In the quest for crypto compliance, it’s incumbent upon forward-thinking Web3 firms to take proactive steps to align with regulations. These steps include adopting sophisticated transaction monitoring software, implementing know your transaction (KYT) protocols, and continuously updating their anti-money laundering (AML) solutions.

Attracting Institutional Participation

The financial industry has long grappled with the need for stringent compliance, especially to attract institutional investors. For Web3 and the broader crypto industry, compliance isn’t just a regulatory necessity but also a competitive advantage. Institutional investors seek reliability, and crypto compliance can offer just that by using advanced AML solutions and transaction monitoring software.
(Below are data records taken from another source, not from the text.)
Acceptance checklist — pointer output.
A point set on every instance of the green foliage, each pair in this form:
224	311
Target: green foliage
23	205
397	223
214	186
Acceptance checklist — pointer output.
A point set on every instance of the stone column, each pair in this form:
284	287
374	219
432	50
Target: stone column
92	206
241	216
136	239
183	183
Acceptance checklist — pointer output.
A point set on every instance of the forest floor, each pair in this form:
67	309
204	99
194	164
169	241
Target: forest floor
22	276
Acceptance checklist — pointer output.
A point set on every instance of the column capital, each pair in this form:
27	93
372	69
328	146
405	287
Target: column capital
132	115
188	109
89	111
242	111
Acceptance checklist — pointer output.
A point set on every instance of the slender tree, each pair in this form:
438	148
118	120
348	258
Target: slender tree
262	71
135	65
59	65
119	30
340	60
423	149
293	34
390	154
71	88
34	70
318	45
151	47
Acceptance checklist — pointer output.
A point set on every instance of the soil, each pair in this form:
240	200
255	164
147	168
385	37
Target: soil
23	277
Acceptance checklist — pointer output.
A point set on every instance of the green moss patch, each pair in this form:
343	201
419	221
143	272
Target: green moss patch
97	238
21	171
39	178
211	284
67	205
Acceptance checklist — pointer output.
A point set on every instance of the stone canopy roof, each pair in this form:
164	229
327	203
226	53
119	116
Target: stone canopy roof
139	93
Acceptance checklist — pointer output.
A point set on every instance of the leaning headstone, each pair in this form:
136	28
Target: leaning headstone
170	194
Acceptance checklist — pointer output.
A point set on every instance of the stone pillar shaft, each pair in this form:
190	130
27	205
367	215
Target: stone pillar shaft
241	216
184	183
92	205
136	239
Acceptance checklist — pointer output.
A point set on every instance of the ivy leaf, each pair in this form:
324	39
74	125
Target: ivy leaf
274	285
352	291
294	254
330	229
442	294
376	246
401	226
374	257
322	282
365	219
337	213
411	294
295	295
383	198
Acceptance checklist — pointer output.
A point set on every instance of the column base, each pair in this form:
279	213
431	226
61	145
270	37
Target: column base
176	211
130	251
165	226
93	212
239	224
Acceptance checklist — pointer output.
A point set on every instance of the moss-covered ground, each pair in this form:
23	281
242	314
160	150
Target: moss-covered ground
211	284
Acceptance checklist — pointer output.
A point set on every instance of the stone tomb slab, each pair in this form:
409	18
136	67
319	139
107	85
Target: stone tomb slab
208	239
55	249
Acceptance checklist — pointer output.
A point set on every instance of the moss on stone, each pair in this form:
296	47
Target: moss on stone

Transparency plays a vital role in winning over these institutional players. The openness of blockchain data builds a level of trust that is often lacking in traditional financial systems. By having a transparent ledger of cryptocurrency transactions, institutions can perform their own due diligence with unparalleled depth. It allows them to verify the effectiveness of a Web3 business’s risk management strategies and ensures they are not associating with financial crimes or money laundering activities.

What Effective Transaction Monitoring Tools Can Do

Real-Time Analysis and Case Management

A cutting-edge crypto compliance solution goes beyond merely flagging suspicious activities. It employs real-time analysis, allowing financial institutions to instantly identify irregular patterns in customer transactions.

This enables rapid detection of unusual activities and assists in reducing false positives. Meanwhile, effective case management features allow compliance teams to keep track of ongoing investigations and coordinate actions seamlessly.

SkyInsights’ Case Management Dashboard
Source: SkyInsights’ Case Management Dashboard

Comprehensive Wallet Screening and Know Your Transaction (KYT) Protocols

To meet stringent anti-money laundering (AML) and risk management requirements, an advanced platform includes robust wallet screening functionalities. It can automatically cross-reference crypto addresses against a database of sanctioned entities, high-risk jurisdictions, and other flagged accounts. Know Your Transaction protocols further enhance this by providing in-depth contextual information surrounding each transaction.

SkyInsights’ Wallet Screening Tool
Source: SkyInsights’ Wallet Screening Tool

Scalable Solutions

The most effective transaction monitoring solutions are designed to scale. They can handle a vast volume of transactions without compromising speed or efficiency. Additionally, they offer customizable settings to better align with an institution’s specific compliance policies and procedures.

Integrated Machine Learning for Optimized Monitoring

Machine learning capabilities are integrated into the monitoring framework to analyze and predict emerging threats. This proactive approach allows the system to adapt to new forms of financial crimes. Transaction monitoring tools should be ever-evolving to stay at the forefront of the fight against money laundering.

Automated Compliance through Smart Contracts

In a transparent Web3 environment, smart contracts can be utilized to automate various compliance tasks. These self-executing contracts, working off predefined rules, can automatically report a suspicious transaction to authorities or freeze assets pending investigation.

Blockchain and Beyond: Transforming Crypto Compliance

The crypto industry stands at a momentous juncture. Web3 technology offers the tools to drastically enhance compliance and risk management. Blockchain’s transparency, real-time transaction monitoring capabilities, and smart contracts can lead to a future where compliance is not a burden but a strategic advantage.

As traditional financial institutions struggle with scalability and efficiency, Web3 is setting new benchmarks. The future of crypto compliance is not just about meeting regulations but exceeding them. This will pave the way for broader institutional participation and a more secure, transparent financial landscape.